We have and have had clients who were devoutly religious as well as those who describe themselves as atheists and agnostics.
We have heard clients insist that a higher power has/had some intricate plan in their life, in the lives of their children and family. We have also heard clients wonder aloud if it was God’s plan or a coincidence or simply that they were lucky or unlucky when it came to their adoption journey.
Determining an answer to whether or not adoption is coincidence, destiny or fate has been a journey for many of us who work within the adoption field.
I am not a believer in destiny or fate, or whatever you want to call it; all I know is that this adventure just feels right. Adoptive Dad
First, as those touched by adoption we clearly understand the definition of adoption. Adoption in strict terms is a legal process.
While the adoption process goes through the courts and is made legal, as in all parent-child relationships it becomes so much more than that.
I would never have fallen in love with the work I do if I didn’t see that adoption is more than a legal contract—perhaps it is a relationship of promise much like a marriage is both.
Law and promise are different in principle however as one relies on conduct, and the other on acceptance of an unconditional gift.

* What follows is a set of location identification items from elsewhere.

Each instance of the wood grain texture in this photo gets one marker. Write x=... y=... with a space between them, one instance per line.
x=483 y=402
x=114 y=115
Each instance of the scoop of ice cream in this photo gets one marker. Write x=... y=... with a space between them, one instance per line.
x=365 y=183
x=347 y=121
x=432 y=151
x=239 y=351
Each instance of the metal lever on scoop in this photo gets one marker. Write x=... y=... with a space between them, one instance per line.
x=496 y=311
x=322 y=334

At Adoption STAR we have witnessed families being created. We are honored to have observed women making the selfless sacrifice to identify an adoptive family for their children. Personally, I am forever grateful to be an adoptive mom. After 25 years of providing adoption services, I haven’t found an adequate word to describe adoption outside of its legal term.

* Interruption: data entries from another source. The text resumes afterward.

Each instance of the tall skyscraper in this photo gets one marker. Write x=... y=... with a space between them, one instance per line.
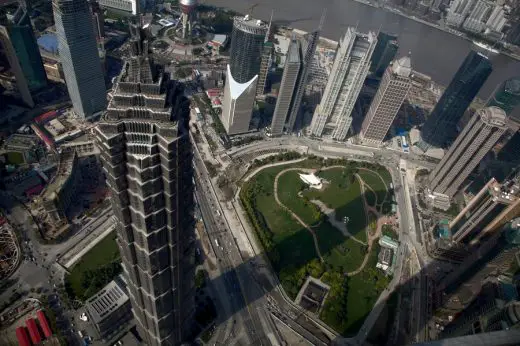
x=146 y=155
x=308 y=44
x=22 y=53
x=98 y=21
x=333 y=116
x=384 y=53
x=247 y=43
x=441 y=126
x=267 y=59
x=237 y=105
x=488 y=211
x=79 y=56
x=477 y=138
x=286 y=96
x=507 y=97
x=267 y=54
x=392 y=91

At Adoption STAR you may hear some of us describe adoption as forever. Sometimes we say adoption is a miracle or that it must have been fate. It really depends on whom you talk to you and their own personal and professional experiences.
Years ago, an adoptive father wrote to me saying, "I am not a believer in destiny or fate, or whatever you want to call it; all I know is that this adventure just feels right."
And while I am unsure of so much, I am certain that my children and I were meant to find each other; that we were meant to be together. Why? Because from the moment I learned about each one of my children, until this very day, through the milestones of great joy and the bumps in the road that have caused great pain, the connection is so deep, so overwhelming, that there is no doubt I was meant to be their mom.
But I am also certain that this adventure feels right.